Regeneron Pharma bags USFDA nod for Evkeeza for young children with ultra-rare form of cholesterol

“At the Family Heart Foundation, we know that children with homozygous familial hypercholesterolemia, and those caring for them, often live in fear of what the future holds as they contend with the dangerously high levels of bad cholesterol, or LDL-C, caused by this genetic disorder,” said Mary McGowan, M.D., Chief Medical Officer of the Family Heart Foundation. “Only 5% of rare diseases actually have an FDA-approved treatment. With this FDA approval, the HoFH community now has a much-needed treatment for young children, potentially making it possible for many to achieve recommended LDL-C levels much earlier in the course of this rare disease. This is a hopeful development for those living with HoFH.”

HoFH is an ultra-rare inherited condition that affects approximately 1,300 people in the U.S. and is the most severe form of familial hypercholesterolemia (FH). HoFH occurs when two copies of the FH-causing genes are inherited, one from each parent, resulting in dangerously high levels (usually >400 mg/dL) of LDL-C. Those living with HoFH are at risk for premature atherosclerotic disease and cardiac events even in their teenage years. Many patients are not diagnosed or are only diagnosed later in life.

“Guidelines recommend screening all children at high risk for homozygous familial hypercholesterolemia starting at age 2. However, until now, a positive diagnosis was often met with the frustration of having limited treatment options to help these children,” said Carissa M. Baker-Smith, M.D., MPH, Co-Director of Nemours Cardiac Center Cardiovascular Research and Innovation Program, Director of Nemours Cardiac Center Pediatric Preventive Cardiology, pediatric cardiologist, and a trial investigator. “By adding Evkeeza to standard lipid-lowering therapies in this pivotal trial, children were able to reduce their LDL-C, with the vast majority able to achieve declines of nearly 50%. These are clinically meaningful results that physicians should consider when developing a treatment approach for these young patients.”

Despite treatment with other lipid-lowering therapies, children entered the Phase 3 trial with an average LDL-C level of 264 mg/dL, more than twice the target (<110 mg/dL) for pediatric patients with HoFH. With the addition of Evkeeza, children were able to reduce their LDL-C by 48% at week 24 on average, meeting the trial’s primary endpoint. Significant reductions were also observed in other key secondary endpoints including levels of apolipoprotein B (ApoB), non-high-density lipoprotein cholesterol (non-HDL-C) and total cholesterol.

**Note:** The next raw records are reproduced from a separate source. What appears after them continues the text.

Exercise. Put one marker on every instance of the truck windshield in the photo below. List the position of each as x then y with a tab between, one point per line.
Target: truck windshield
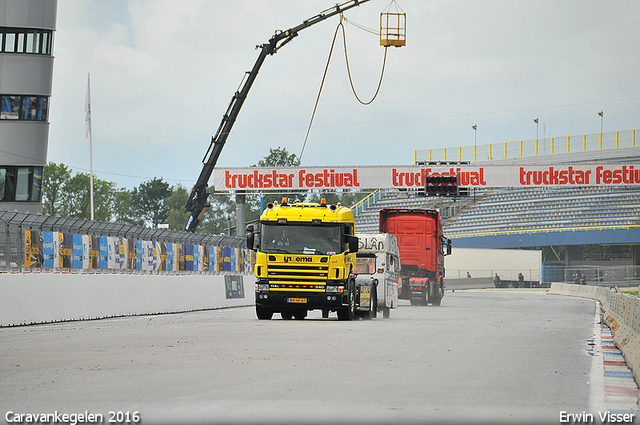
300	239
365	265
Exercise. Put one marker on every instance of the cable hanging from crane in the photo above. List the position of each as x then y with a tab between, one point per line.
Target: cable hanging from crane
384	41
346	58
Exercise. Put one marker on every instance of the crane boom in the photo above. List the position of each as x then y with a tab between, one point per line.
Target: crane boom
198	199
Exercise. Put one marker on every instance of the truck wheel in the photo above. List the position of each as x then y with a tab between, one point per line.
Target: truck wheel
437	297
263	313
348	313
373	308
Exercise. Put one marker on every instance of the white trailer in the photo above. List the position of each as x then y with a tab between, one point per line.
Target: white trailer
378	258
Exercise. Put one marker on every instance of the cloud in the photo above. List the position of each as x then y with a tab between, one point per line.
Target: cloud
163	73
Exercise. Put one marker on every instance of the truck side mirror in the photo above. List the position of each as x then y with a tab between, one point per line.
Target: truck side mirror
353	243
250	237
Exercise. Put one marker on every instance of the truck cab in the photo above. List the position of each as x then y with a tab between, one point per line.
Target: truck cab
378	258
305	260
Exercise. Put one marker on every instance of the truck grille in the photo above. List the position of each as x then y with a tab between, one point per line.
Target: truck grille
309	277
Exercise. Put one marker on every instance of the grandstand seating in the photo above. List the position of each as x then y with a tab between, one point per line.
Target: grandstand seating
519	210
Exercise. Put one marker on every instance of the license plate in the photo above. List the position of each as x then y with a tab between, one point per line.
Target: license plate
297	300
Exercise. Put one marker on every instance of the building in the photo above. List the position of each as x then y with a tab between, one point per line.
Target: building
26	73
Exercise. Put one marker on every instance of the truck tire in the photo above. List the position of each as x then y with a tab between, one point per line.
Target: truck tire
373	308
386	312
263	313
436	297
349	312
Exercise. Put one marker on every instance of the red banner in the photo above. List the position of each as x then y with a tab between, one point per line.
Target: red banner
370	177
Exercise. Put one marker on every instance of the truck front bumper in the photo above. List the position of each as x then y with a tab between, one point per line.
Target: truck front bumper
277	301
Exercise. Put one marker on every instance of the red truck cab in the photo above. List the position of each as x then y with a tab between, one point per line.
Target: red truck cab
422	249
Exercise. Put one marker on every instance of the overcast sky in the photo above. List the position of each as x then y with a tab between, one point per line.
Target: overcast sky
164	71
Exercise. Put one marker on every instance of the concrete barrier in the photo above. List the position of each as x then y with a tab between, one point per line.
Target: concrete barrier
45	298
621	312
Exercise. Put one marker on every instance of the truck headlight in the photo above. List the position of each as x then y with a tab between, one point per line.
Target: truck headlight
334	289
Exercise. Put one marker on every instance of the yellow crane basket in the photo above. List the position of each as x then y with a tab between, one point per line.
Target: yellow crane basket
393	27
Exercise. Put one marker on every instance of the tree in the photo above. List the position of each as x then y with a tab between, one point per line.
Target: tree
150	201
177	217
279	157
53	181
76	198
124	210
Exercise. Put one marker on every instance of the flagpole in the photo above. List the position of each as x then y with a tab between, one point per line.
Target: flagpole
88	128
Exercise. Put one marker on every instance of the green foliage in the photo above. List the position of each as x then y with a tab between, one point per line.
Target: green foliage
76	198
150	201
54	178
177	217
279	157
154	201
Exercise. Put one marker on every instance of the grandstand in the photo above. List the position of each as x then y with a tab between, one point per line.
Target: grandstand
533	217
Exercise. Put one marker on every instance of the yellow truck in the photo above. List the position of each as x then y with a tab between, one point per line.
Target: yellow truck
306	260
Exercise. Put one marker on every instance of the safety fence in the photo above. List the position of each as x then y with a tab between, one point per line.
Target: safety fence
621	312
533	147
35	243
618	275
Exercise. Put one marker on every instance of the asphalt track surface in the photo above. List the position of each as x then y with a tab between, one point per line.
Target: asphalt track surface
481	357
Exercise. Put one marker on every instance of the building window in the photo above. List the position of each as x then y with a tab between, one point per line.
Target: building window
19	184
25	40
28	108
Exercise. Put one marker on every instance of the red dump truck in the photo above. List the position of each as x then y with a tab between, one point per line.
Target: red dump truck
422	250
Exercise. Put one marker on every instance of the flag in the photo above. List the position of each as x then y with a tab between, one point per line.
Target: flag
87	108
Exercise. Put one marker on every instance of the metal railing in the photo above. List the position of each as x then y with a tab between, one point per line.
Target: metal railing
532	147
453	235
365	203
620	275
35	243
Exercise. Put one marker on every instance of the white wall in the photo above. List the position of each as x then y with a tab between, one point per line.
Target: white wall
486	262
43	298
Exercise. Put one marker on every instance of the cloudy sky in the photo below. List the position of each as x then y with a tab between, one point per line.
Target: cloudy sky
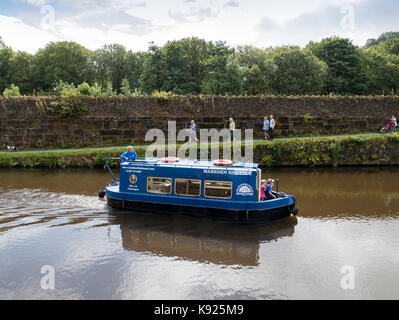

“Since it was first approved, Evkeeza has become the standard of care for homozygous familial hypercholesterolemia in those aged 12 years or older. We’re gratified that now children as young as 5 years old have the potential to benefit from this treatment,” said George D. Yancopoulos, M.D., Ph.D., President and Chief Scientific Officer at Regeneron. “As a first-in-class medicine for this relentless disease, Evkeeza exemplifies the promise of genetics-based research to transform treatment paradigms. Evkeeza’s journey from target discovery to treatment innovation was only made possible due to our long-term investment in genetics research and monoclonal antibody technologies, and this remains a central tenet of our science-first approach to this day.”

The FDA evaluated the supplemental biologics license for Evkeeza in this indication under Priority Review, which is reserved for medicines that represent potentially significant improvements in efficacy or safety in treating serious conditions.

The safety and effectiveness of Evkeeza have not been established in patients with other causes of hypercholesterolemia, including those with heterozygous familial hypercholesterolemia (HeFH). The effect of Evkeeza on cardiovascular morbidity and mortality has not been determined.